Mending our ways to end days of disposable clothing

The fast-fashion system has supported this neglect and even as a grandma it has become easier – and cheaper – to buy children’s wear at a chain store rather than dust off the sewing machine and try to stitch or re-stitch a garment to pass on to grandchildren.

Latest statistics on textile waste are disturbing. And with popular television shows such as the ABC’s War on Waste highlighting the amount of waste, landfill and non-reusable textiles still being made, there are many reasons to sit up and take notice of how to turn these statistics around for the benefit of future generations.

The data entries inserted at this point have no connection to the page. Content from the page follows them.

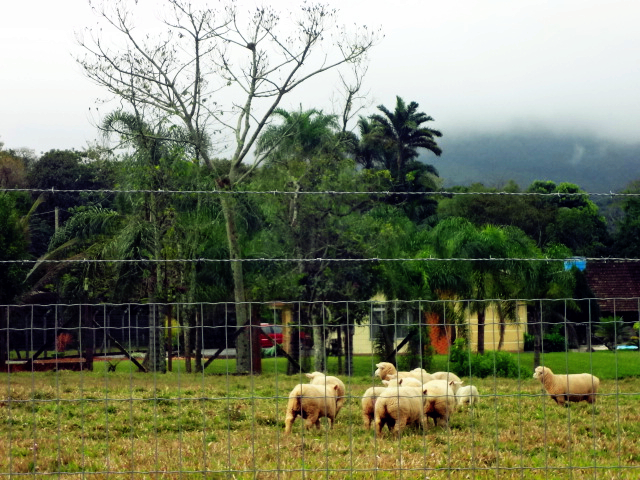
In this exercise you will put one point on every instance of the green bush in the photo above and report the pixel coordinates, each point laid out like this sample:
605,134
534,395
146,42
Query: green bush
466,363
553,341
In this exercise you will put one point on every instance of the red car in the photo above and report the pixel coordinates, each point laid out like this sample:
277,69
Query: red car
274,332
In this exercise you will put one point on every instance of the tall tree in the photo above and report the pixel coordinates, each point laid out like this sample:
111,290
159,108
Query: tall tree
402,133
217,71
306,156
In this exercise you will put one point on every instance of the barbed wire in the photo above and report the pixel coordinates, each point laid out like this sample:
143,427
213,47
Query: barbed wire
312,260
321,192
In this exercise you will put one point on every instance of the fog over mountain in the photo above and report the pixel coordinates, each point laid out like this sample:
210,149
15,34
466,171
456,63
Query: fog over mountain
595,165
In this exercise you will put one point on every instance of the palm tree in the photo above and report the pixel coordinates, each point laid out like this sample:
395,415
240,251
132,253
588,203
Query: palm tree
301,135
402,134
481,279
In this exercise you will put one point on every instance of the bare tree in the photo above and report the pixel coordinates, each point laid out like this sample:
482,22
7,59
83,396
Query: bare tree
219,74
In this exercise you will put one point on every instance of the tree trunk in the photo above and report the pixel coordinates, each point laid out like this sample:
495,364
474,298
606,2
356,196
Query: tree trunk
348,350
481,323
502,326
319,353
155,360
243,343
536,324
198,359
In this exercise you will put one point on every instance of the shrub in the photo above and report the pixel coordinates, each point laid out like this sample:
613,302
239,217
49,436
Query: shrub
465,363
553,341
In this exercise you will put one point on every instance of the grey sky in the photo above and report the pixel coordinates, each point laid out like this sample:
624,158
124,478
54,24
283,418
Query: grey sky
563,65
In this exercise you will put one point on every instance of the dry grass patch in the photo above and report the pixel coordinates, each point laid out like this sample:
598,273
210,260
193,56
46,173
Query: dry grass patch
217,427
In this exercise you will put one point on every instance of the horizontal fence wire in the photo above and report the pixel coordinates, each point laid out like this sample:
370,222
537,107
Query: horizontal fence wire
54,190
64,417
154,389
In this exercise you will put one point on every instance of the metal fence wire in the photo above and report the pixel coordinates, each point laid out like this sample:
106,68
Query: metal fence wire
152,390
80,399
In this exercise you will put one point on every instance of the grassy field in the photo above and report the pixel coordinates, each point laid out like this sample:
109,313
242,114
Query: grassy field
207,426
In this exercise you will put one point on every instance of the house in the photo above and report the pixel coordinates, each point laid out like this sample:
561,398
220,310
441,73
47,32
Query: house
442,333
616,287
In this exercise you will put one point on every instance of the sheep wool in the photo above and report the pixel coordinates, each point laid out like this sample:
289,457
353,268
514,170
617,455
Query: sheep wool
311,402
319,378
449,377
568,388
440,401
398,407
467,395
386,371
368,405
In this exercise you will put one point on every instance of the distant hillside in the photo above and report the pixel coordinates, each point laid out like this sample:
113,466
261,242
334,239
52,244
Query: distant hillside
493,159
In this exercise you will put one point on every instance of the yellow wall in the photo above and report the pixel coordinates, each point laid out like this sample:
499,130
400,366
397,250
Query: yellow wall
513,334
513,337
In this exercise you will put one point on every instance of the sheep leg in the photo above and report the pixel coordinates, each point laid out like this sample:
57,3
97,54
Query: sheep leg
400,425
366,420
288,421
312,419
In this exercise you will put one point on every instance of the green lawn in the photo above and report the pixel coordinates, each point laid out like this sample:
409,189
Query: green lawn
125,424
605,365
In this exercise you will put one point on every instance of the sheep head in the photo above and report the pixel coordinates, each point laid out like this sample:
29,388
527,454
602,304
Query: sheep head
540,372
385,370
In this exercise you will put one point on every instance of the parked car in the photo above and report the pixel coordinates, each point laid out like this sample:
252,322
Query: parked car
274,332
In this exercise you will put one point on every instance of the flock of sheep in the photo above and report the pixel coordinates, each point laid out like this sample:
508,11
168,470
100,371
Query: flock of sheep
413,397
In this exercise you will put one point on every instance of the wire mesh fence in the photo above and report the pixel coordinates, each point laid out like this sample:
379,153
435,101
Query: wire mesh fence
189,389
80,398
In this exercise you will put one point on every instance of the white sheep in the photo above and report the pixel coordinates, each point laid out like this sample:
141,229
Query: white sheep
368,404
311,402
439,401
397,408
319,378
394,381
449,377
386,370
421,374
467,395
568,388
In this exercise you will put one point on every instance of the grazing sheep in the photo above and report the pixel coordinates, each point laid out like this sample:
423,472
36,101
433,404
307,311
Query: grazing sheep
368,404
568,388
397,408
394,381
422,375
449,377
439,401
467,395
319,378
386,370
311,402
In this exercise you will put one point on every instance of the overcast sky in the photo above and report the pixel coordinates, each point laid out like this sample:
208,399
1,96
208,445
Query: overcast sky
475,66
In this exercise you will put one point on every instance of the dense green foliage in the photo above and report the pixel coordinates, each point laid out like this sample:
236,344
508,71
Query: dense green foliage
304,153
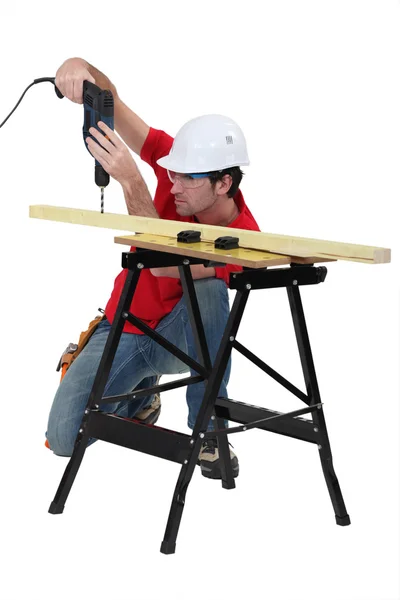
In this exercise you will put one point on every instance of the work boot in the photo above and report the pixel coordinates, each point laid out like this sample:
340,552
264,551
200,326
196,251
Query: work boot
149,414
209,460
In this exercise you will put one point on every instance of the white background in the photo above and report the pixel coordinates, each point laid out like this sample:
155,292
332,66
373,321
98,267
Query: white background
315,88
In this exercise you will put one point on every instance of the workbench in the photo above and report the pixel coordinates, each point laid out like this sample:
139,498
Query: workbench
263,269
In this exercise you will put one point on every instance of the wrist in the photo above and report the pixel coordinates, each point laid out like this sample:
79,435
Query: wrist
102,81
130,182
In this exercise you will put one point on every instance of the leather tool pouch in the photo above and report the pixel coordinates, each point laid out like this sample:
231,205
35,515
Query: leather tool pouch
73,350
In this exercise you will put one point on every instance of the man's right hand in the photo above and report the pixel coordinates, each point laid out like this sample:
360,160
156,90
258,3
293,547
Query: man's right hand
70,77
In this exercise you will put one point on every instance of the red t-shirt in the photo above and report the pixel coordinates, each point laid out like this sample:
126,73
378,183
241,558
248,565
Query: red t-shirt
155,297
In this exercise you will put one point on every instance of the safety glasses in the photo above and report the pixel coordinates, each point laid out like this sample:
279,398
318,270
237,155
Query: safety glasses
188,180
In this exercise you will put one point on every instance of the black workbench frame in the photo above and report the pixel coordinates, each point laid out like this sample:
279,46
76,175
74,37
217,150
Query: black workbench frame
182,448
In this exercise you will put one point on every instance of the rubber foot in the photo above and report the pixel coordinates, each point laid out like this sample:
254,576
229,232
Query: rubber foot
342,520
55,509
167,547
226,486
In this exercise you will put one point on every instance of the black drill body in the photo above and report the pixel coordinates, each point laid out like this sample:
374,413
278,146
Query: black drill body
98,106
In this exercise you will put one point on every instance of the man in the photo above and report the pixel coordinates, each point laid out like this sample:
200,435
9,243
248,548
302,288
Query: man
198,177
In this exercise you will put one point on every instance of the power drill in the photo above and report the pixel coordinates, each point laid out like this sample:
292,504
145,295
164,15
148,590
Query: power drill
98,105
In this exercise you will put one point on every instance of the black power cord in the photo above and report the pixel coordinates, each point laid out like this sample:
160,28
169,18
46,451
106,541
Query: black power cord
40,80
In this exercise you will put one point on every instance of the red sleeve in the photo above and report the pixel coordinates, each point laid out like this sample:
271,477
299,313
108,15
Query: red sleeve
157,144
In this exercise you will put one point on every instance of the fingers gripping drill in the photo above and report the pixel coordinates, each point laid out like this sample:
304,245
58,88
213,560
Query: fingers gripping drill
98,105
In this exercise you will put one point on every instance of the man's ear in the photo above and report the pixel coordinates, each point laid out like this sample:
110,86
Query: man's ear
224,185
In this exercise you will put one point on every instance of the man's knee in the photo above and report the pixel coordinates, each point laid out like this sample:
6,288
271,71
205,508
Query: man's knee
60,445
211,292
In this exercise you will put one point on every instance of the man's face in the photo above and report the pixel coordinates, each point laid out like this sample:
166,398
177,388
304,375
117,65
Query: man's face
192,201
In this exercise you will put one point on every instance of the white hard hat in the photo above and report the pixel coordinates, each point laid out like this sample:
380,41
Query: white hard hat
207,143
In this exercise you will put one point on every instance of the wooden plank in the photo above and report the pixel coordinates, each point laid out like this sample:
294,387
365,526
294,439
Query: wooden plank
256,240
237,256
244,257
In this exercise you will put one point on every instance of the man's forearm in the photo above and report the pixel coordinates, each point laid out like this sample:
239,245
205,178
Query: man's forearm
132,129
102,80
137,197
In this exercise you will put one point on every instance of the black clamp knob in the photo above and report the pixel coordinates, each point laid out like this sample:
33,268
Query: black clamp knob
189,236
226,242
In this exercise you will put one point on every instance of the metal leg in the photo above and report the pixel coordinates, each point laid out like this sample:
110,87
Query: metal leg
303,342
203,418
57,506
228,481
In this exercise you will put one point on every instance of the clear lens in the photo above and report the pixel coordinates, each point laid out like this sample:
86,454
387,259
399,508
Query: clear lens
186,180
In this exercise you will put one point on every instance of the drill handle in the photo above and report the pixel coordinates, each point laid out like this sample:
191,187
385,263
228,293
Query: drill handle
51,80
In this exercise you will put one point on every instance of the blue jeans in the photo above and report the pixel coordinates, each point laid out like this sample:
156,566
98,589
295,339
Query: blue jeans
137,363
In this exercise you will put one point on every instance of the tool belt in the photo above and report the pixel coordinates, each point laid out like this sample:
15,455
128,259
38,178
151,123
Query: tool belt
73,350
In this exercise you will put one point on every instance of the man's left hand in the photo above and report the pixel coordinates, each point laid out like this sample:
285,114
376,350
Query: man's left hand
113,155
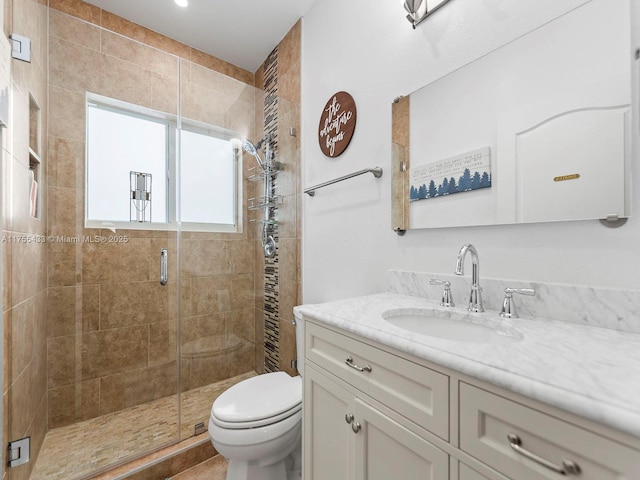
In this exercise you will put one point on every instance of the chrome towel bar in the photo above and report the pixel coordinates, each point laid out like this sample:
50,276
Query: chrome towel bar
377,172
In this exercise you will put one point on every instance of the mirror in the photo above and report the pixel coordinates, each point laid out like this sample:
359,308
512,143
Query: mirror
535,131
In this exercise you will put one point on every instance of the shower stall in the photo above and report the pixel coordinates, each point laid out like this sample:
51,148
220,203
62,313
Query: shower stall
168,267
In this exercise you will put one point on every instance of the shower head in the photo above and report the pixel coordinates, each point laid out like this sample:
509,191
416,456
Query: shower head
251,149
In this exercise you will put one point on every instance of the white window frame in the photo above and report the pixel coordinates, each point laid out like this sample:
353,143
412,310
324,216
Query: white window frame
174,126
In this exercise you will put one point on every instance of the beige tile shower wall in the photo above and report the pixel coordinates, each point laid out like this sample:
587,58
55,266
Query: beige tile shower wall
24,254
112,327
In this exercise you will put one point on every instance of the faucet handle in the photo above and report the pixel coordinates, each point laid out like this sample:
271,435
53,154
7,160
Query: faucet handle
447,296
508,305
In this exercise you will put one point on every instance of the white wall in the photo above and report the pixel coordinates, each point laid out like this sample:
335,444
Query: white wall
367,48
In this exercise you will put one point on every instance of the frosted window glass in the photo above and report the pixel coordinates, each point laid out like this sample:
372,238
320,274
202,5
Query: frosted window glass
207,178
118,143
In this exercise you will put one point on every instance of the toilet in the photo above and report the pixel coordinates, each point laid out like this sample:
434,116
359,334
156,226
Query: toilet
257,424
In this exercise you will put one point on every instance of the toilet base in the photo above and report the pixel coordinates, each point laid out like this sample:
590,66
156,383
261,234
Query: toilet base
289,468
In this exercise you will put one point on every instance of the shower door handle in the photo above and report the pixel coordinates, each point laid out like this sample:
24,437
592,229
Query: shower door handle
164,270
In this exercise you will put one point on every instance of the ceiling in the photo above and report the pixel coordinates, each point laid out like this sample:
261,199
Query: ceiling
241,32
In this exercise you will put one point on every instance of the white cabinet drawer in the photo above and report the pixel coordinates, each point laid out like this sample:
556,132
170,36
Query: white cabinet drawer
486,421
414,391
466,473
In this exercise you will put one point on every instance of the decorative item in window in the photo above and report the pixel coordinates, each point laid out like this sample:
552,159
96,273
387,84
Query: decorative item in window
462,173
337,124
140,210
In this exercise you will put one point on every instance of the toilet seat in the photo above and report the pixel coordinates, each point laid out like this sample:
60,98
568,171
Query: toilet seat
245,404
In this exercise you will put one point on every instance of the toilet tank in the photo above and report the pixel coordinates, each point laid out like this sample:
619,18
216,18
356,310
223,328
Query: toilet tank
299,321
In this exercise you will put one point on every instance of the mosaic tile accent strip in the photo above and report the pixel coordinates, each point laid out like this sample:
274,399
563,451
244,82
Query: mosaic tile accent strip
271,277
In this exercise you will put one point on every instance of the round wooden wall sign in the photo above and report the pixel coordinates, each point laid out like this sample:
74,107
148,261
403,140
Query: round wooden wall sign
337,123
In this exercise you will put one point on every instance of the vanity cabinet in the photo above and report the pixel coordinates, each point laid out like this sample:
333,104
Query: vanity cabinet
372,412
350,435
522,442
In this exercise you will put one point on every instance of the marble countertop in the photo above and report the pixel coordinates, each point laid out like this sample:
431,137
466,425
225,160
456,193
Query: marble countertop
589,371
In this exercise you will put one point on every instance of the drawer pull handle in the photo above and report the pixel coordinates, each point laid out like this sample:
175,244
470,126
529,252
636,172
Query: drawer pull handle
568,467
349,362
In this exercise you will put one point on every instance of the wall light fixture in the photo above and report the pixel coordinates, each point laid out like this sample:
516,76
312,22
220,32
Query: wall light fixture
419,10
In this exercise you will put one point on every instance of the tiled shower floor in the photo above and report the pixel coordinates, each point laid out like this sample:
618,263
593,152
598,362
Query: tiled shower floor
75,451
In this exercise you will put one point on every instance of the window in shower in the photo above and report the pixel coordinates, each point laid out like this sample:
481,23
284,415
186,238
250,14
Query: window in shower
139,160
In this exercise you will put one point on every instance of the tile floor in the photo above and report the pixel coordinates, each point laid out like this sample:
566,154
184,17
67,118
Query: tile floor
75,451
213,469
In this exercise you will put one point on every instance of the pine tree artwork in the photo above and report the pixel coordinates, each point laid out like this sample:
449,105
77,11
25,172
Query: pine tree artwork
462,173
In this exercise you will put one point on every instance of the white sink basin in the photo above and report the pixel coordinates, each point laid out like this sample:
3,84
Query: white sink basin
453,325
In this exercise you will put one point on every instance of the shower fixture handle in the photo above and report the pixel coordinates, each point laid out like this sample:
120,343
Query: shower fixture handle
164,270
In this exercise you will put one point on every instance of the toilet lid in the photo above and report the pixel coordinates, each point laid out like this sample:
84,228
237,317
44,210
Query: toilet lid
258,398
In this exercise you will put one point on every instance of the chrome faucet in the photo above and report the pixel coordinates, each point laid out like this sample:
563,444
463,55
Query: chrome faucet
475,297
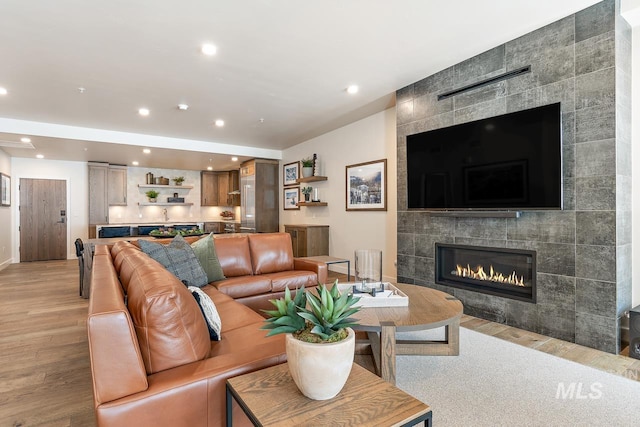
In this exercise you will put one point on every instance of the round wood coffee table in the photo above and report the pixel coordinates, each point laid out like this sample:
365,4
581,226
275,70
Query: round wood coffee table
427,309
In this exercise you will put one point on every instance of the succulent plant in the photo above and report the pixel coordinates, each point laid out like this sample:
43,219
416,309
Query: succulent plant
324,321
286,318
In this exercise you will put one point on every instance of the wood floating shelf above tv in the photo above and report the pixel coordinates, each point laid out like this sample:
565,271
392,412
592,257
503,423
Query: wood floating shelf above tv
177,187
312,204
163,204
478,214
311,179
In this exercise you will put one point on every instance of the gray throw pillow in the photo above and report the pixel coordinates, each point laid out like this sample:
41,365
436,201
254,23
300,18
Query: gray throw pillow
205,251
179,259
210,313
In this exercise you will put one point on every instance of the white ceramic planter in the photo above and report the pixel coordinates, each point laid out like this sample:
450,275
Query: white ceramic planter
307,171
320,370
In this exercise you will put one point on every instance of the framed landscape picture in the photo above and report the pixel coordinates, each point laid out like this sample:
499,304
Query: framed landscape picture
290,173
367,186
291,197
5,190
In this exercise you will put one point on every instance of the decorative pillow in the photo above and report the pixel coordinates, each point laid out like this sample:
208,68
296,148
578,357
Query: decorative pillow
209,312
179,259
205,251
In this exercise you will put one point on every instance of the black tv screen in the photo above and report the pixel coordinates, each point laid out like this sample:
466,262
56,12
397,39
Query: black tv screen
512,161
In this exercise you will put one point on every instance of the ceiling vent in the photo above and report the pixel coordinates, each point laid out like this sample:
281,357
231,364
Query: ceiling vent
16,144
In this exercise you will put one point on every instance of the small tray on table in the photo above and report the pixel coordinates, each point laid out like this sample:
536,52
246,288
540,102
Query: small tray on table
391,296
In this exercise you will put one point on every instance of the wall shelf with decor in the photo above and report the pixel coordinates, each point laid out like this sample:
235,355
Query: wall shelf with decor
311,179
310,204
163,204
177,187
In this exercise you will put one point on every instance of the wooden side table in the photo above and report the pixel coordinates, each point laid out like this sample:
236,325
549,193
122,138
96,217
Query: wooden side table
269,397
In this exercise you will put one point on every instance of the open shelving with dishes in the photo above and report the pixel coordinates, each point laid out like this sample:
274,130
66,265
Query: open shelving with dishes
309,204
311,179
160,187
163,204
173,187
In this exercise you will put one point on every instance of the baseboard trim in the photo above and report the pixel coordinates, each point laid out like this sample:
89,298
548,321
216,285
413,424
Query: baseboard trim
6,264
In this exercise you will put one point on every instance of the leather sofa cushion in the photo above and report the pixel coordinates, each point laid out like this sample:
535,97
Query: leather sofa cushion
233,254
294,279
237,287
170,327
271,252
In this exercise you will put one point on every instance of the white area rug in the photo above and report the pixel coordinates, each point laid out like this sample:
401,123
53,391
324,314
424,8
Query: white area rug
497,383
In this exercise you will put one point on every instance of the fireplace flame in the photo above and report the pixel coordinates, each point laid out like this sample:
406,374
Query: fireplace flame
493,276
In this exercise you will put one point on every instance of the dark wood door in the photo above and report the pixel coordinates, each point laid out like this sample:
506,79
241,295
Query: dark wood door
43,219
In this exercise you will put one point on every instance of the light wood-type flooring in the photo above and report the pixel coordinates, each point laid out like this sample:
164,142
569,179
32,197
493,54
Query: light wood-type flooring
44,361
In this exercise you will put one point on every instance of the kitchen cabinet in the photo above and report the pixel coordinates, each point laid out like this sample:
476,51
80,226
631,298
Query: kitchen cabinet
309,240
234,188
98,197
216,186
117,185
216,227
208,188
260,196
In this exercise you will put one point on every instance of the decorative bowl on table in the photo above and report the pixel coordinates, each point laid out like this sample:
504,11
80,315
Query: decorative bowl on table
168,232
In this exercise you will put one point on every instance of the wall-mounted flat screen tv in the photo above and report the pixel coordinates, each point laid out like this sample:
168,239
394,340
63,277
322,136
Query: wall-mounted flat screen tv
507,162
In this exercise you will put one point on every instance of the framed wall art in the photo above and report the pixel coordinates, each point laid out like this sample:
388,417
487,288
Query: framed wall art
290,173
367,186
5,190
291,197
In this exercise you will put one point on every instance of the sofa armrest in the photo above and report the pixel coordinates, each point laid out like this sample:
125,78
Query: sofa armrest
192,394
318,267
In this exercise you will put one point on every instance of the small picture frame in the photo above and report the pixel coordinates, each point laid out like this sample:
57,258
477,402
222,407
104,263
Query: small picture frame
5,190
291,197
290,173
367,186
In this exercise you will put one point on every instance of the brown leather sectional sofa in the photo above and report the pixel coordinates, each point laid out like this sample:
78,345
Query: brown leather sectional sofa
152,361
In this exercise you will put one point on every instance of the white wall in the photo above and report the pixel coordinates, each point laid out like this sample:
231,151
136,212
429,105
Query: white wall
372,138
134,214
76,175
5,217
635,154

But, there is some momentum for change in the environmental impact of the fashion industry, and it’s echoing around the world.

With the rise of sustainability books and forums, upcycling workshops, ‘op’ shopping or second-hand clothing markets and platforms, and even our most prestigious fashion magazine Vogue Australia now having a Sustainability Editor-at-Large, the tide is turning.

Queenslanders are also rising to the challenge to educate the younger generation and re-introduce them to the fun of sewing and creating unique outfits refashioned from existing or second-hand clothing and fabrics.

On Saturday, November 24, the refashion showcase WornOUT will be held in Brisbane.

With sponsorship currently from Reverse Garbage and Textile Beat, the show and its workshops promise to be a major contribution to reducing textile and fashion waste of southeast Queensland.

“WornOUT is an exciting opportunity to nurture an upcycling culture that enables designers and makers to explore creativity in unique, empowering, and resourceful ways,” says event director Jane Milburn of Textile Beat.

Jane believes in the slow clothing movement and lives by her belief that “sewing and stitching are life skills, just like cooking and baking. Life skills enable us to provide for ourselves.”

Jane travels the country conducting workshops at local libraries on how to upcycle and refashion garments and textiles for personal use and spread the word for mindful thinking about the clothes we wear.

Event manager Bill Ennals of Reverse Garbage says it is challenging the thinking around what is worn out.
“Textiles are our biggest selling item (at Reverse Garbage) as local businesses divert excess stock to the warehouse for resale, rather than sending it to landfill. And our clientele is really engaging around creative ways to reuse fibres and fabrics,” he said. The showcases are open to anyone and details on how to enter are available at reversegarbageqld.com.au

Each showcase will be curated by Elizabeth Kingston of @timeless_styling Instagram fame who believes that “WornOUT aims to spark unconventional and local designers or disruptive thinking, by inviting designers to engage in playful storytelling through garments made using pre-loved and salvaged materials”.

“Every day is a new opportunity to create when we bring together textures, colours and shapes in creative ways and reinvent them as refashion,” she said.

In addition to refashion, WornOUT will include a Cosplay showcase for children and adults. Workshops and exhibition details will be available this month.

The day promises to be fun, informative and entertaining.

If you are keen to make a difference to the footprint fashion is leaving for future generations this might be the introduction you need to start thinking about the choices we make when we next buy a fashion outfit.